Em sala de aula, o docente apresenta o conceito de interseccionalidade, explicando que ele permite investigar como a sobreposição de identidades sociais, particularmente das identidades minoritárias, está relacionada a sistemas de dominação e de discriminação. Na sequência, analisa com os alunos o relato a seguir: “Em 1851, Sojouner Truth, abolicionista e ativista para os direitos das mulheres, discursou na Convenção para os Direitos das Mulheres de Ohio (Estados Unidos), interpelando de forma eloquente o feminismo branco e tornando-se um ícone dos estudos raciais. No fim de seu discurso, Sojouner indagou: ‘Eu pari treze filhos e vi a maioria deles ser vendida para a escravidão, e quando eu clamei com a minha dor de mãe, ninguém a não ser Jesus me ouviu! E não sou uma mulher?’” Adaptado de HOLLANDA, Heloisa Buarque (org.). Pensamento Feminista: conceitos fundamentais. Rio de Janeiro: Bazar do Tempo, 2019, p. 14. As afirmativas a seguir apresentam interpretações coerentes do trecho à luz da categoria analítica de interseccionalidade, à exceção de uma. Assinale-a.
- A)O testemunho de Sojouner Truth denuncia a ilusão do feminismo oitocentista de uma sororidade universal e coloca as demandas específicas das mulheres negras.
Certa, porque aponta a crítica à ideia de uma sororidade universal e destaca as demandas específicas das mulheres negras.

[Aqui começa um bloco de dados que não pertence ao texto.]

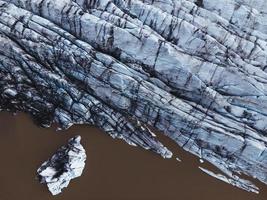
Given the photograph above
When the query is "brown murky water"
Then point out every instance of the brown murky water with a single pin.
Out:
(114, 170)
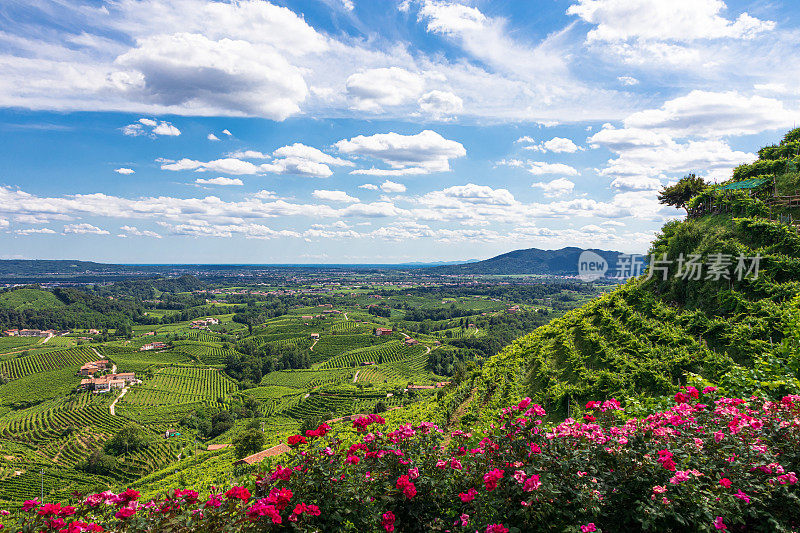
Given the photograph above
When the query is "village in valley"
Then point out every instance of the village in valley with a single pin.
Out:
(193, 368)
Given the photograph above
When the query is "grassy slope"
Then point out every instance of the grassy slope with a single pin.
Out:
(645, 338)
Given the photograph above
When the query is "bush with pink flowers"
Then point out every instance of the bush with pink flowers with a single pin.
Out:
(706, 464)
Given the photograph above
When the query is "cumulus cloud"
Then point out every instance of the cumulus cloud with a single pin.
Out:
(635, 183)
(84, 229)
(556, 144)
(441, 104)
(677, 20)
(373, 89)
(540, 168)
(136, 232)
(34, 231)
(334, 196)
(423, 153)
(150, 128)
(392, 187)
(556, 188)
(644, 154)
(713, 114)
(219, 181)
(227, 165)
(249, 154)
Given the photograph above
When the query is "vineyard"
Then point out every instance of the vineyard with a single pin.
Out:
(32, 364)
(179, 384)
(387, 352)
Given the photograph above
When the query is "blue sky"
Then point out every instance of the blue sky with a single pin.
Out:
(347, 131)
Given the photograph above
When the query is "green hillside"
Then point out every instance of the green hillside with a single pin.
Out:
(563, 262)
(650, 336)
(20, 299)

- B)O relato da abolicionista denuncia que o pensamento feminista obstaculiza a luta contra a escravidão das mulheres afro-americanas.

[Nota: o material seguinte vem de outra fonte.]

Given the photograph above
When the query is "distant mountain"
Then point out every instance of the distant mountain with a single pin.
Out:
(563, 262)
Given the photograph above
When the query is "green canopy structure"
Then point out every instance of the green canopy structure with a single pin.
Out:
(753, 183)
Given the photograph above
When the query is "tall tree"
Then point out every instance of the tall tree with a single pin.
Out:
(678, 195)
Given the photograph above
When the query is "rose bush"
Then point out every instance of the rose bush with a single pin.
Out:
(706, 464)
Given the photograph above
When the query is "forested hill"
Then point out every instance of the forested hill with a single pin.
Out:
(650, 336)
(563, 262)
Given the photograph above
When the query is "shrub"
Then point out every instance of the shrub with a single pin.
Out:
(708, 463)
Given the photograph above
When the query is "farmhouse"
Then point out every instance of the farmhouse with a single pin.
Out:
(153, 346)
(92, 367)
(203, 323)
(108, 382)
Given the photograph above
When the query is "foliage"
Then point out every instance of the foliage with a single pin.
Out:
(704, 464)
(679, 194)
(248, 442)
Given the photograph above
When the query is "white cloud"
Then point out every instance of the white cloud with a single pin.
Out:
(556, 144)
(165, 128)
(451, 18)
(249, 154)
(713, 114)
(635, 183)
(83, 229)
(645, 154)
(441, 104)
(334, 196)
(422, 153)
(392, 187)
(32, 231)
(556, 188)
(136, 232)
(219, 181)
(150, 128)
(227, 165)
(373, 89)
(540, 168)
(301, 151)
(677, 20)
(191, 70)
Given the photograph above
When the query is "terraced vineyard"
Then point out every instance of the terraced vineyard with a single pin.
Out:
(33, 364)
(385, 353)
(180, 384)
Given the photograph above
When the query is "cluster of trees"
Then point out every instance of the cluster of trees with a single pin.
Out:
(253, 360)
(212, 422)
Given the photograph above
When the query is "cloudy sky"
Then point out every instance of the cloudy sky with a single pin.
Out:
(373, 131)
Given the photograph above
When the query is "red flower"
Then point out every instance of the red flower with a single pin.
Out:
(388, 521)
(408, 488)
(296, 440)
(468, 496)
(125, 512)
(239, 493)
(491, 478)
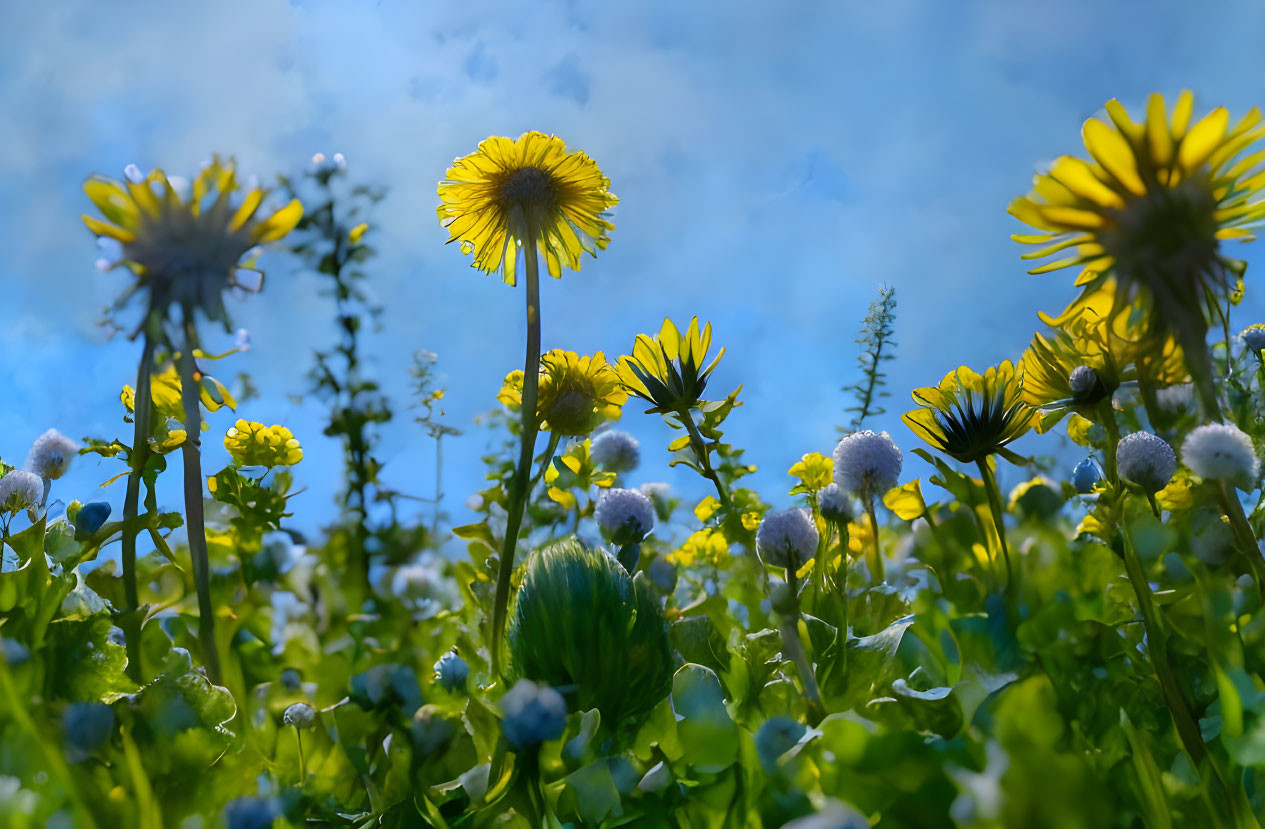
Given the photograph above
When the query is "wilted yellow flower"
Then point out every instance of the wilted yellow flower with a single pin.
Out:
(497, 199)
(1151, 206)
(970, 415)
(703, 547)
(256, 444)
(667, 370)
(186, 249)
(815, 471)
(576, 394)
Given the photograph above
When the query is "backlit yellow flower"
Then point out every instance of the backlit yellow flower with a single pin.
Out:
(577, 394)
(667, 370)
(1151, 206)
(815, 471)
(186, 249)
(496, 196)
(256, 444)
(705, 547)
(970, 415)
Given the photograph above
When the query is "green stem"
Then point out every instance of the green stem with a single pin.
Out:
(544, 463)
(700, 447)
(194, 518)
(994, 505)
(519, 486)
(876, 553)
(793, 647)
(1156, 646)
(142, 410)
(1244, 533)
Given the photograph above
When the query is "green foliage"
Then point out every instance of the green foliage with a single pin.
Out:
(580, 622)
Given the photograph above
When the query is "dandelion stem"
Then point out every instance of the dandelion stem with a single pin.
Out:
(700, 447)
(142, 409)
(1244, 534)
(876, 551)
(994, 505)
(1156, 647)
(519, 485)
(793, 647)
(194, 518)
(544, 462)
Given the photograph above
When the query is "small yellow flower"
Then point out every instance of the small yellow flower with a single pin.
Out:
(256, 444)
(187, 249)
(703, 547)
(509, 193)
(815, 471)
(906, 500)
(969, 415)
(667, 370)
(1151, 206)
(576, 394)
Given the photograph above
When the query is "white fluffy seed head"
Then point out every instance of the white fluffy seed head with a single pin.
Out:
(867, 463)
(787, 538)
(51, 455)
(625, 513)
(1221, 452)
(616, 451)
(20, 490)
(835, 504)
(1146, 460)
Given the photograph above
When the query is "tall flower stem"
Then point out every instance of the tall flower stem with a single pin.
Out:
(520, 484)
(793, 647)
(142, 409)
(195, 520)
(1244, 534)
(700, 447)
(994, 505)
(1156, 647)
(876, 553)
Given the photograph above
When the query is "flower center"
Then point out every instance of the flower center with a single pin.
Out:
(528, 186)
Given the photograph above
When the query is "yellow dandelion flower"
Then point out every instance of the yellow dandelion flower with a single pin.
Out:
(507, 193)
(576, 394)
(187, 248)
(1150, 210)
(815, 471)
(668, 370)
(969, 415)
(256, 444)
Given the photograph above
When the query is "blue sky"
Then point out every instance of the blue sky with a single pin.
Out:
(774, 162)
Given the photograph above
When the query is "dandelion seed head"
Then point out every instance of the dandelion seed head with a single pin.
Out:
(616, 451)
(300, 715)
(450, 671)
(867, 463)
(787, 538)
(533, 714)
(835, 504)
(1146, 460)
(20, 490)
(51, 455)
(626, 515)
(1082, 380)
(1221, 452)
(1254, 337)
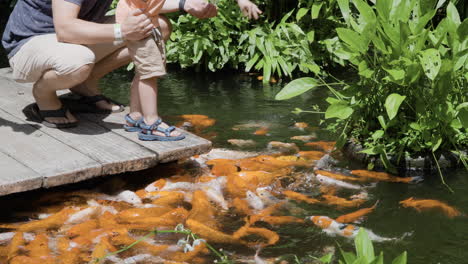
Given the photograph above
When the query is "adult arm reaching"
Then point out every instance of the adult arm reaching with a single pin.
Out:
(71, 29)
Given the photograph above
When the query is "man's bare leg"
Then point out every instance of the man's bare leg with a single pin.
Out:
(90, 87)
(44, 90)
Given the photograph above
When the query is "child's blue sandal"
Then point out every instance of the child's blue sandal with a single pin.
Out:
(147, 132)
(134, 125)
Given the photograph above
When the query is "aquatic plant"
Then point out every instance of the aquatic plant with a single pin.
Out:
(411, 95)
(364, 253)
(179, 229)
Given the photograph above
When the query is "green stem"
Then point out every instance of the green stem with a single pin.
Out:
(440, 173)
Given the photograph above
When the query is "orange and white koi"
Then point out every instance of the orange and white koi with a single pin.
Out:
(334, 228)
(426, 204)
(351, 217)
(383, 176)
(329, 181)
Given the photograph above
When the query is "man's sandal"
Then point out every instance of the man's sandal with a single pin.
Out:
(87, 104)
(41, 115)
(132, 124)
(146, 133)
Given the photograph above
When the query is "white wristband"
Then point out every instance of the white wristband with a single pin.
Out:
(118, 38)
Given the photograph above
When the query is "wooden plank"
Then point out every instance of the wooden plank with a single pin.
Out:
(167, 151)
(16, 177)
(55, 162)
(115, 153)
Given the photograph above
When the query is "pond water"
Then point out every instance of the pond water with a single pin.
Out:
(233, 100)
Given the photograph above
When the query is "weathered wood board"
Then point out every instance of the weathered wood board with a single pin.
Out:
(35, 156)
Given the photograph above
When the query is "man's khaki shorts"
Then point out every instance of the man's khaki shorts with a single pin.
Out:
(148, 55)
(45, 52)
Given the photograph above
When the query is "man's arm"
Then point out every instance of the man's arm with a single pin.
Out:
(71, 29)
(197, 8)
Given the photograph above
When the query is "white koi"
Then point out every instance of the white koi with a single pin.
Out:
(329, 181)
(333, 228)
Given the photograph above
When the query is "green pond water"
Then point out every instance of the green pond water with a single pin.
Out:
(234, 99)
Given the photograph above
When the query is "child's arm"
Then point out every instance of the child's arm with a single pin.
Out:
(249, 9)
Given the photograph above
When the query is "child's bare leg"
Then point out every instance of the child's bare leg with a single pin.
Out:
(148, 91)
(135, 106)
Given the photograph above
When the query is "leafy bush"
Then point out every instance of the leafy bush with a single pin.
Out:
(411, 95)
(364, 253)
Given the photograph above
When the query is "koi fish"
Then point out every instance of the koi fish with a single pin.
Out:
(340, 177)
(301, 125)
(326, 146)
(351, 217)
(305, 138)
(423, 204)
(262, 131)
(242, 142)
(329, 181)
(333, 228)
(383, 176)
(284, 147)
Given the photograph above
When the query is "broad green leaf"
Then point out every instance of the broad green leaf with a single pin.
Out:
(315, 11)
(327, 258)
(345, 11)
(463, 30)
(364, 246)
(297, 87)
(400, 259)
(302, 12)
(378, 134)
(431, 62)
(452, 13)
(355, 41)
(392, 104)
(379, 259)
(349, 257)
(463, 117)
(382, 121)
(339, 110)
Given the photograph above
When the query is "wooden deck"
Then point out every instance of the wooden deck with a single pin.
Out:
(33, 156)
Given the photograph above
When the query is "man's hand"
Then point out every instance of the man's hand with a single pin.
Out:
(200, 8)
(137, 26)
(249, 9)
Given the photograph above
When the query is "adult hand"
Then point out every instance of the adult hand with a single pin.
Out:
(136, 26)
(200, 8)
(249, 9)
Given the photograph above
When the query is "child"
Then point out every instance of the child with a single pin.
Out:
(148, 55)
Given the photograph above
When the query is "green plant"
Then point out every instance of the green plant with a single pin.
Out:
(364, 253)
(411, 95)
(179, 229)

Errada, porque o trecho não diz que o feminismo, em si, impede a luta contra a escravidão, mas que ele pode excluir a experiência das mulheres negras.

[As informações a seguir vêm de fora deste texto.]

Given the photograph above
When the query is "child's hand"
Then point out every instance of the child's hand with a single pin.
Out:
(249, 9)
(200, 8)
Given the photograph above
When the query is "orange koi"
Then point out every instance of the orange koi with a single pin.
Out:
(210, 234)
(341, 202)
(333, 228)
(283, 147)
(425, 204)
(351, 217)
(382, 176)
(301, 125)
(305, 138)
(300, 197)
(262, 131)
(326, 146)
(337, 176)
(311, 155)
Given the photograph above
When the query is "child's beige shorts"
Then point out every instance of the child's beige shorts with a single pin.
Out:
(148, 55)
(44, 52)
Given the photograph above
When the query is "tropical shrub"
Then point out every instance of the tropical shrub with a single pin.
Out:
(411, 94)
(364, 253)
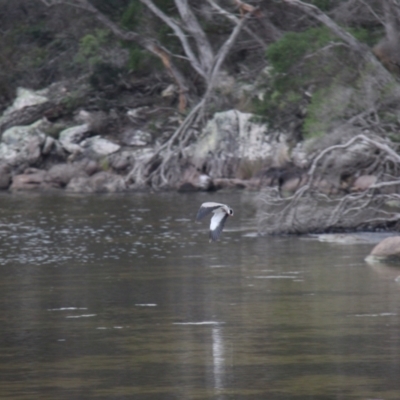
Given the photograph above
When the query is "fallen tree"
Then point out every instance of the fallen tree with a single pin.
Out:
(317, 207)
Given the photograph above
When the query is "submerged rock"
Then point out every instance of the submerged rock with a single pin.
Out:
(387, 250)
(101, 182)
(96, 147)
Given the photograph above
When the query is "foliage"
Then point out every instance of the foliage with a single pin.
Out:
(132, 15)
(293, 46)
(311, 62)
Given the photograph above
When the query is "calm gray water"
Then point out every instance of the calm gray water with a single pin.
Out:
(122, 297)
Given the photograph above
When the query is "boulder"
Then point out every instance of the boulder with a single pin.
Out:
(363, 182)
(5, 177)
(135, 137)
(70, 138)
(193, 181)
(97, 147)
(21, 146)
(61, 174)
(26, 98)
(387, 250)
(79, 184)
(230, 139)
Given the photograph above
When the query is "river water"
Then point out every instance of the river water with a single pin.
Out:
(123, 297)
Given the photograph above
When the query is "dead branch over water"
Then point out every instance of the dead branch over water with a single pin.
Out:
(311, 209)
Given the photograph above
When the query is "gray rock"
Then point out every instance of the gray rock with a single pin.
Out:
(71, 137)
(79, 184)
(228, 140)
(5, 177)
(61, 174)
(21, 146)
(26, 98)
(193, 181)
(122, 160)
(135, 137)
(98, 147)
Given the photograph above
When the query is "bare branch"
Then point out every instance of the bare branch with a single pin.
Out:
(236, 21)
(192, 25)
(180, 34)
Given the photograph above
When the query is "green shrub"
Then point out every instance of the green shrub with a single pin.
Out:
(293, 46)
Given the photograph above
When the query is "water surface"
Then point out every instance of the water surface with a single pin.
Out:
(122, 297)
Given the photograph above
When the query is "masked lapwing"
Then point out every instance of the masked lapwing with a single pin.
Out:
(220, 213)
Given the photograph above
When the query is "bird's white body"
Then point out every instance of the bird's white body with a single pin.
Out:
(220, 213)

- C)O episódio mostra a heterogeneidade da experiência histórica feminina e a natureza interconectada das estruturas sociais, econômicas e identitárias.
Certa, porque mostra que a experiência feminina não é homogênea e que as opressões se articulam de forma interdependente.
- D)O trecho permite entender como as diferenças de raça, classe e gênero se interrelacionam, em articulação a sistemas específicos de poder.
Certa, porque lê corretamente a interseção entre raça, classe e gênero em sistemas de poder distintos e combinados.
- E)A indagação da ativista revela a insatisfação das mulheres negras com a desconsideração das desigualdades sociorraciais na luta pela igualdade dos direitos das mulheres.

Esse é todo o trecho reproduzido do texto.